How to properly use Infinispan's distributed execution support?
yanduc Nov 3, 2014 5:18 PMHi all,
given the docs and what I could find online, I could not come up with a better solution than the one below, which does not work...
Here's what I need to do: I want do distribute tasks over a data grid (composed of Infinispan distributed cache nodes) and have these tasks executed "local" to the cached data at each node in the grid. I do not want to do map-reduce. I simply want to do simple aggregation: each distributed task instance computes primes numbers (out of numbers kept in cache), and returns that set of prime numbers to the caller, which aggregates all these sets into a single final set.
In order to perform that little experiment, I've implemented a DistributedCallable class, which I dispatch using the DistributedExecutorService. Note in the code below that upon execution, the task acquires the values from the cache (expecting them to correspond to the values at that node, as mentioned in the javadoc).

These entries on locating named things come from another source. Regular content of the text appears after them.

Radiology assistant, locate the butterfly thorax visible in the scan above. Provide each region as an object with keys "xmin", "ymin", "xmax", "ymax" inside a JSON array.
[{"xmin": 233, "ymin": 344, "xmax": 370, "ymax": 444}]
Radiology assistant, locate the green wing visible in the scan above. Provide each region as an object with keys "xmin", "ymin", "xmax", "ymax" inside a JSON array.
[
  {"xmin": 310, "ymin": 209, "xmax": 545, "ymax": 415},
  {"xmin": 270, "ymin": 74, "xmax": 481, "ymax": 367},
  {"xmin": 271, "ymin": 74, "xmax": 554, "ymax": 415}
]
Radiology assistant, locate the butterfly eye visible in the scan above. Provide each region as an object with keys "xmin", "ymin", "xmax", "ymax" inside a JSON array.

public class ComputePrimeTask implements DistributedCallable<String, Integer, Set<Integer>>, Serializable {
static final long serialVersionUID = 1L;
private transient Cache<String, Integer> cache;
private transient Set<String> keys;
public void setEnvironment(Cache<String, Integer> cache, Set<String> keys) {
this.cache = cache;
this.keys = keys;
}
public Set<Integer> call() throws Exception {
System.out.println("Executing ComputePrimeTask - number of elements in cache: " + cache.size());
Set<Integer> toReturn = new HashSet<Integer>();
for (Integer v : cache.values()) {
if (isPrime(v)) {
toReturn.add(v);
}
}
System.out.println(String.format("Returning %s prime numbers", toReturn.size()));
return toReturn;
}
private boolean isPrime(int n) {
if (n%2 == 0) {
return false;
}
for(int i = 3; i * i <=n; i += 2) {
if (n%i == 0) {
return false;
}
}
return true;
}
}
I'm getting the following exception, which hints at a marshalling error when calling cache.values():
java.lang.ClassCastException: [B cannot be cast to java.lang.Integer
at com.experiment.grid.infinispan.ComputePrimeTask.call(IsComputePrimeTask.java:27)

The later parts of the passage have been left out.